It’s Bob Dylan’s party, and he’ll skip it if he wants to. Though the musician was recently awarded the Nobel Prize in literature, it doesn’t appear he’s all that interested in celebrating the occasion—or even acknowledging it at all. The Swedish Academy has reached out to the freewheelin’ folk star several times since his win last Thursday, but hasn’t heard back from him. Now, they’re giving up.

“Right now we are doing nothing. I have called and sent e-mails to his closest collaborator and received very friendly replies. For now, that is certainly enough,” the academy’s permanent secretary, Sara Danius, said in a radio interview on Monday, according to The Guardian. His silence also makes it unclear whether he will attend the annual Nobel celebration on December 10. At the ceremony, winners typically accept a diploma and medal from King Carl XVI Gustaf of Sweden.

Dylan also has yet to say anything publicly about his win, despite playing a show in Las Vegas the same day as the announcement. There, he didn’t mention or allude to his new Nobel status at all.
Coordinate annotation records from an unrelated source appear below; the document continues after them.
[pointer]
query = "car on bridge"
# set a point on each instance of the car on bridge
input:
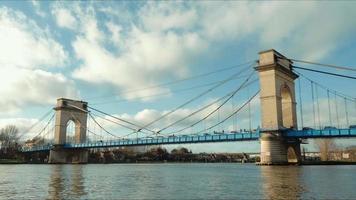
(352, 127)
(329, 128)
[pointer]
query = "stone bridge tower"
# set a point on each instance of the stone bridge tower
(69, 110)
(278, 108)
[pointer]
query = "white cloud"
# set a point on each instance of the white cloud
(26, 51)
(145, 57)
(22, 87)
(64, 18)
(146, 116)
(36, 5)
(25, 44)
(162, 38)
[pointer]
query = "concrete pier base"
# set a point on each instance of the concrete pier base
(276, 150)
(273, 149)
(59, 155)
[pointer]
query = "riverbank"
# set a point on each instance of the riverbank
(329, 163)
(12, 161)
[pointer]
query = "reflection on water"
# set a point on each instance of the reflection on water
(176, 181)
(282, 182)
(66, 182)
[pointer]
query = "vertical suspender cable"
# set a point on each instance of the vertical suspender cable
(337, 112)
(330, 121)
(249, 116)
(346, 112)
(234, 128)
(301, 104)
(317, 103)
(355, 108)
(313, 102)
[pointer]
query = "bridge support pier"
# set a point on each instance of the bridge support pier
(276, 150)
(59, 155)
(278, 109)
(69, 110)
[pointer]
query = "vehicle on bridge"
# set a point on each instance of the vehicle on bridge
(329, 128)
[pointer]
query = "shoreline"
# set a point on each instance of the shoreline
(17, 162)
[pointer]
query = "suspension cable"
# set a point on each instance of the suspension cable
(301, 103)
(102, 127)
(326, 88)
(318, 105)
(229, 95)
(162, 93)
(45, 126)
(112, 116)
(180, 80)
(346, 113)
(325, 65)
(337, 112)
(324, 72)
(312, 89)
(235, 112)
(113, 122)
(35, 124)
(329, 108)
(212, 112)
(194, 98)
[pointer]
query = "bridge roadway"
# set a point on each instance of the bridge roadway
(204, 138)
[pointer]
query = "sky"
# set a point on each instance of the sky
(111, 53)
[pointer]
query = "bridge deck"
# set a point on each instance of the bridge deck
(179, 139)
(323, 133)
(206, 138)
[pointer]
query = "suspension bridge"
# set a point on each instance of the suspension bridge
(76, 126)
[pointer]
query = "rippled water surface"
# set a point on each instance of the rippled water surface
(176, 181)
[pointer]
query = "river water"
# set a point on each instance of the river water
(176, 181)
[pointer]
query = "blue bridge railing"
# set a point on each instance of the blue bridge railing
(323, 133)
(204, 138)
(178, 139)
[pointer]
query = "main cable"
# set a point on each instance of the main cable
(161, 94)
(35, 124)
(193, 99)
(235, 112)
(102, 127)
(324, 72)
(180, 80)
(112, 116)
(325, 65)
(231, 95)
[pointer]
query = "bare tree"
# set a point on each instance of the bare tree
(325, 146)
(9, 136)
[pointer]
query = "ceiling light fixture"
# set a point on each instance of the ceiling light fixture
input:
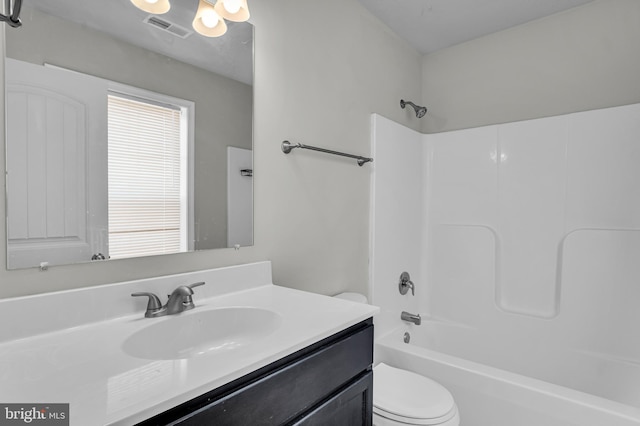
(209, 20)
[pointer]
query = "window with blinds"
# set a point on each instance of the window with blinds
(147, 177)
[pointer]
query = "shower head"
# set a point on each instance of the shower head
(420, 111)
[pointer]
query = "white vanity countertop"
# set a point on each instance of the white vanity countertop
(85, 365)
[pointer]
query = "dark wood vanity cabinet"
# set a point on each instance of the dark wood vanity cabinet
(327, 383)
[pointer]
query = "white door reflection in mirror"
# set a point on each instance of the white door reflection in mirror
(56, 172)
(239, 197)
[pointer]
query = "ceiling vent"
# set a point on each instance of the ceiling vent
(167, 26)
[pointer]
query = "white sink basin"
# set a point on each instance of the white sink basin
(195, 333)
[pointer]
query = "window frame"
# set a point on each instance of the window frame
(188, 126)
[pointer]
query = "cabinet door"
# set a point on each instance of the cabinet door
(351, 407)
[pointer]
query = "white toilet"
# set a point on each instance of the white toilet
(402, 398)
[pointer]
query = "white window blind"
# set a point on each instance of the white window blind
(146, 178)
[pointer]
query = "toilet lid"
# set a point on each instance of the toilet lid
(409, 395)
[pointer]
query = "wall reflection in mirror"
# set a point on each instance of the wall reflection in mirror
(128, 134)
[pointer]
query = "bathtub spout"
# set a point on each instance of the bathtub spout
(406, 316)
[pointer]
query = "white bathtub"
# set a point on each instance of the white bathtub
(515, 380)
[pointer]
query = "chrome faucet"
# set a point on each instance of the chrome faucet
(406, 316)
(180, 300)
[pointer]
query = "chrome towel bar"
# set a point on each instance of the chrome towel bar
(287, 147)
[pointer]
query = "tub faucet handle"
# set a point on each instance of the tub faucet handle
(405, 284)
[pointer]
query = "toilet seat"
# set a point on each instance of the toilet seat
(410, 398)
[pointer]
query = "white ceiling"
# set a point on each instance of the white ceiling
(430, 25)
(230, 55)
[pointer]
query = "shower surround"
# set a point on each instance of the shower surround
(523, 242)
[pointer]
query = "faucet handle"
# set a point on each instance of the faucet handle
(154, 303)
(191, 286)
(405, 284)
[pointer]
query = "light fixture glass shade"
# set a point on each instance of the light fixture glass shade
(156, 7)
(208, 22)
(233, 10)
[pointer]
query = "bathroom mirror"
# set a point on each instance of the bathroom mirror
(107, 107)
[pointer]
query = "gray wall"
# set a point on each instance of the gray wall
(223, 106)
(582, 59)
(319, 76)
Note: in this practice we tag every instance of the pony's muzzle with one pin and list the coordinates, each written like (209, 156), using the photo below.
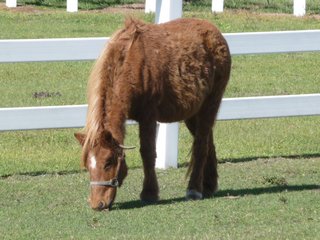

But don’t think twice about the Academy’s feelings. It’s all right, Danius says. “I am not at all worried,” Danius said. “I think he will show up.

“If he doesn’t want to come, he won’t come. It will be a big party in any case and the honor belongs to him,” Danius added.

Though Dylan has remained silent, the world quickly weighed in on his award. While many have made a strong case for his unorthodox win (he’s the first singer to be given the literature prize), others have argued against the Academy’s choice.

“He is a musician, and his relationship with words is as a lyricist, someone whose prose exists inexorably with music,” Matthew Schnipper writes in Pitchfork. “To read his lyrics flatly, without the sound delivering them, is to experience his art reduced.”

“[Popular music] already receives the recognition it deserves. And apart from a few spoken-word awards, no one would expect the highest honors in music to go to a writer,” Anna North writes in The New York Times.

High-profile stars have also voiced some thoughts on the surprising choice. Leonard Cohen, the poetic singer-songwriter who might also one day claim a Nobel Prize, made a funny comparison when asked about Dylan’s win, saying it’s “like pinning a medal on Mount Everest for being the highest mountain.”

Perhaps one day we’ll also hear what Bob Dylan thinks about Bob Dylan winning the Nobel Prize. But in typical Dylan fashion, he’s keeping things a touch mysterious. The times, they are a-stayin’ the same.